Благодарением Господа кольчуга на рыцаре оказалась отменного качества, она выдержала все обрушившиеся на рыцаря удары, его даже не ранили, ибо Господь в тот день не желал смерти своего верного сына. Более того, Господь в тот день так желал, чтобы смиренные пилигримы покарали наконец нечестивцев, отпавших от истинной веры, и вошли бы в горящий Константинополь. Господь в тот день так пожелал, чтобы лжеимператор ромеев некий Мурцуфл, вечно насупленный, как бы искалеченный собственной злобой, был жестоко отмщен за бесчестное убийство истинного императора – юного Алексея, а жители бесчестного города покорены и опозорены. Богоугодные мысли рыцаря Андрэ де Дюрбуаза и его безмерная храбрость помогли ему. Он выдержал все удары данов и англов, он решительно разметал трусливых ромеев. Подняв над головой окровавленный меч, он прорычал так, что его услышали даже на отдаленных судах, подтягивающихся к Константинополю: «Монжой!»
И с отдаленных кораблей ответили: «Монжуа!»
Вдохновенное лицо рыцаря Андрэ де Дюрбуаза светилось такой неистовой праведностью и такой неистовой беспощадностью, что бесчестные ромеи и их наемники в ужасе и в крови скатились вниз по деревянным лестницам башни, и все, кто находился ниже их, присоединялись к ним и бежали – тоже в страхе и в ужасе. И получилось так, что рыцарь Андрэ де Дюрбуаз один, поддержанный лишь боевым кличем с приближающихся кораблей, дал возможность праведным пилигримам сеньора Пьера де Брашеля окончательно захватить башню.
«Монжуа!» – неслось над Золотым Рогом.
И в ответ звучало: «Монжой!»
Вместе со святыми воинами мессира Пьера Амьенского доблестный рыцарь Андрэ де Дюрбуаз ворвался в горящий Константинополь. С каменных стен, надстроенных деревянными щитами, на штурмующих беспрерывно сыпались бревна, круглые валуны, горшки с кипящей смолой. Шипя, выбрасывался из специальных сосудов греческий огонь, заполняя воздух ужасным смрадом и копотью. В какой-то момент отпор, оказываемый бесчестными ромеями, оказался таким ужасным, что даже сам лжеимператор Мурцуфл, вечно нахмуренный, ощутил некоторую надежду. Он, наверное, решил, что Господь остановил нападающих. Радуясь удаче, презренный лжеимператор направил своего коня навстречу кучке окровавленных, вырвавшихся из пламени пилигримов, но его порыв остался лишь порывом. В навалившемся на него ужасе лжеимператор вдруг повернул коня и погнал его прочь от собственных алых палаток, поставленных на холме так, чтобы явственно видеть флот французов и венецианцев, растянувшийся в заливе чуть не на целое лье.
Грешный город пал.
Огромный город, оставленный Господом, не устоял перед ничтожной по количеству, но крепкой в своей вере армией святых пилигримов. Город пылал, в уцелевших его кварталах всю ночь звенели мечи, всю ночь святые воины добивали остатки императорской гвардии, хватали рабов и имущество, прибивали свои щиты к воротам захваченных вилл.
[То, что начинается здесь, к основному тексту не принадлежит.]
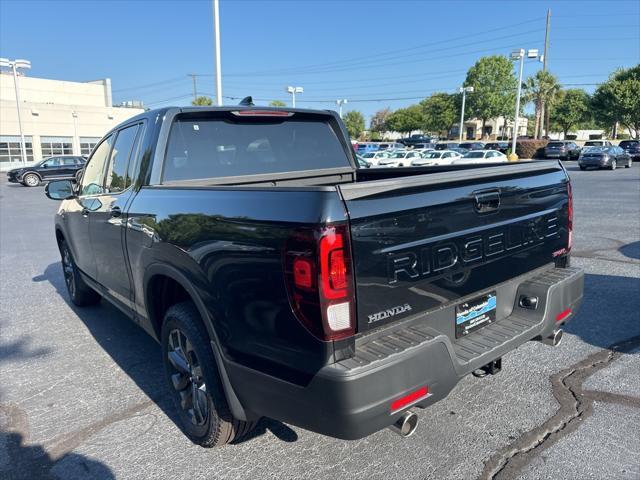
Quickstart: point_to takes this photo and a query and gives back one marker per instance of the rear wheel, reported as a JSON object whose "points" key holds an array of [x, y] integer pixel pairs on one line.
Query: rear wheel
{"points": [[31, 180], [192, 374], [80, 293]]}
Рыцарю Андрэ де Дюрбуазу Господь и меч даровали каменный особняк, уютно затаившийся в тенистой роще. Устало присев на открытой террасе, рыцарь услышал звон фонтана и тревожный шум листвы, раздуваемой порывами налетающего с залива ветра. Отсветы пожара, охватившего всю портовую часть Константинополя – от ворот святой Варвары до Влахернского дворца, – красиво играли на оружии, серебряных светильниках, золотых украшениях, тканях и сосудах, на кипарисовых ларцах, наполненных жемчугом и золотыми безантами. Но благородный рыцарь смотрел на сокровища равнодушно: еще до штурма праведные пилигримы на святых мощах поклялись отдать все захваченное в общую казну.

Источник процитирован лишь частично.